The District Court
In the original case, the District Court (U.S. District Court for the Western District of Pennsylvania) had granted the summary judgment motions of the defense. The Clerk then considered the Bill of Costs that was submitted by the defendants and concluded the “electronic Discovery costs would be consider[ed] taxable, as opposed to just…..the cost of litigating”. The Plaintiff immediately filed a Motion to Appoint an EDiscovery Special Master to review the taxation of costs. The District Court refused to appoint a Special Master and subsequently affirmed the Clerk’s taxation of the vendor charges during EDiscovery. The courts decision “essentially found that the steps of the third-party vendors performed appeared to be the electronic equivalent of exemplification and copying.” The Plaintiff immediately appealed the decision
The Question on Appeal
The question considered by the Third Circuit was whether 28 U.S.C. § 1920(4) “authorizes the taxation of an electronic discovery consultant’s charges for data collection, preservation, searching, culling, conversion, and production as either ‘exemplification [or] the . . . making [of] copies of any materials where the copies are necessarily obtained for use in this case.’” The argument forced an analysis of what types of expenses may be taxed, based on statutory language.
The Third Circuit
On appeal, Race Tires Amer., Inc. v. Hoosier Racing Tire, Corp., --- F.3d ---, 2012 WL 887593 (3d Cir. Mar. 16, 2012) the Third Circuit vacated the District Court’s approval of taxable costs incurred during electronic discovery and remanded to the lower court with the instruction that they should re-tax in accordance with the new opinion. The court concluded that none of the the relevant vendors’ charges “would not qualify as fees for ‘exemplification’” and that “of the numerous services the vendors performed, only the scanning of hard copy documents, the conversion of native files to TIFF, and the transfer of VHS tapes to DVD involved ‘copying’” and were thus recoverable.
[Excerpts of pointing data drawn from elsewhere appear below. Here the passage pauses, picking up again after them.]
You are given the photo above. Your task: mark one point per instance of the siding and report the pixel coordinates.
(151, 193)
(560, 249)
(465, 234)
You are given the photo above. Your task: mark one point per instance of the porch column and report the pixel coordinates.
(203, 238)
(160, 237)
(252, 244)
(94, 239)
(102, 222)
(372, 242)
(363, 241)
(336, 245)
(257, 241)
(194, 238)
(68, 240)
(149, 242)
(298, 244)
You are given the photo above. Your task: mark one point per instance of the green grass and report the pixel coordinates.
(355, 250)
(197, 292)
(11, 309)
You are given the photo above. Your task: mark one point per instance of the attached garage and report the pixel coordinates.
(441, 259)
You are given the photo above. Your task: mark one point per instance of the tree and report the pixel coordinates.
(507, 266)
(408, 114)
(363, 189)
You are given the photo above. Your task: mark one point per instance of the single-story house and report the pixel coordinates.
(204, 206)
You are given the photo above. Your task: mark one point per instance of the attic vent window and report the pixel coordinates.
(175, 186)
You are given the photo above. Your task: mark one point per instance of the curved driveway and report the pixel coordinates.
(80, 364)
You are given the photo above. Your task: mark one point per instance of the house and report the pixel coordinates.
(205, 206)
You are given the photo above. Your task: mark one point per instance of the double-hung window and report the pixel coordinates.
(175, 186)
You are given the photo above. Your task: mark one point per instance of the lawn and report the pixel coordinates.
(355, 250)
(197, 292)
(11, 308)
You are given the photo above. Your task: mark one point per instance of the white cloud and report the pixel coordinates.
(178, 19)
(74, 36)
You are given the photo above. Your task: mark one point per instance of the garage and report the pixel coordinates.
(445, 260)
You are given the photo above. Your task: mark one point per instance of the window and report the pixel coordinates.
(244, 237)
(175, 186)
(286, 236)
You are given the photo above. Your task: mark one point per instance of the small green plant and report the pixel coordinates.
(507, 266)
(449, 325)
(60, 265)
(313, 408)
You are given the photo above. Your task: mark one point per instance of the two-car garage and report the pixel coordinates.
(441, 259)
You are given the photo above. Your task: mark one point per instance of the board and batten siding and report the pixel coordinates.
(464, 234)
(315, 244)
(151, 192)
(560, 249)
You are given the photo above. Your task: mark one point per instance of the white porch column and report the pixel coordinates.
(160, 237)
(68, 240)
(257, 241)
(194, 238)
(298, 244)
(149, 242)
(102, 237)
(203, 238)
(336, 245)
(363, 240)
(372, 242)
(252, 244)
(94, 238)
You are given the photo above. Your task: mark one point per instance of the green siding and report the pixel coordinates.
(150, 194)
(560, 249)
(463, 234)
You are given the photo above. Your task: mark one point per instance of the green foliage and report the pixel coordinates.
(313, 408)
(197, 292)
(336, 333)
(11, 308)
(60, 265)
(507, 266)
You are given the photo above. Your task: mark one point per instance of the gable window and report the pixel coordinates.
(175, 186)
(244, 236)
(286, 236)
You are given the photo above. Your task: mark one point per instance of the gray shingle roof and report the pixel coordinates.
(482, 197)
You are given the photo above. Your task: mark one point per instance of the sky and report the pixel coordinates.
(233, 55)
The Court based its decision on a review of the original language of § 1920(4), as well as a study of the related history surrounding the implementation of the section by Congress. According to the court’s analysis, there was no indication that Congress intended to shift all the expenses of ESI discovery to the losing party. Additionally, there was no support in Supreme Court interpretation which had always viewed the cost statutes very narrowly. The Court however, did acknowledge that there might be strong policy reasons or equitable circumstances in particular cases to award the full costs of EDiscovery to the prevailing party, but concluded that the federal courts lack that type of authority under the current statutes.
The court concluded that none of the EDiscovery charges imposed by the plaintiff’s vendor are taxable and reduced the award in favor of defendant Hoosier from $125,580.55 to $30,370.42
The Takeaway
Cost-shifting may be achieved during the course of litigation, either by agreement or pursuant to court order issued under the authority of Fed.R.Civ.P. 26. After litigation, cost-shifting may be ordered as a sanction for conduct that reflects bad faith on the part of parties. But until the issue surrounding EDiscovery costs is addressed on a statutory level by Congress, attorneys should not count on any major recovery of EDiscovery costs.
With the chances of recovering all ESI costs unlikely, attorneys should continue work closely (and cooperatively) with opposing counsel to produce documents in the most cost-effective manner possible; using the best technology and human review possible to produce the least amount of documents in the most cost effective manner. Partnering with experienced litigation support companies who can advise clients on the best and most cost effective way to produce documents is one way to help control these costs before the are incurred.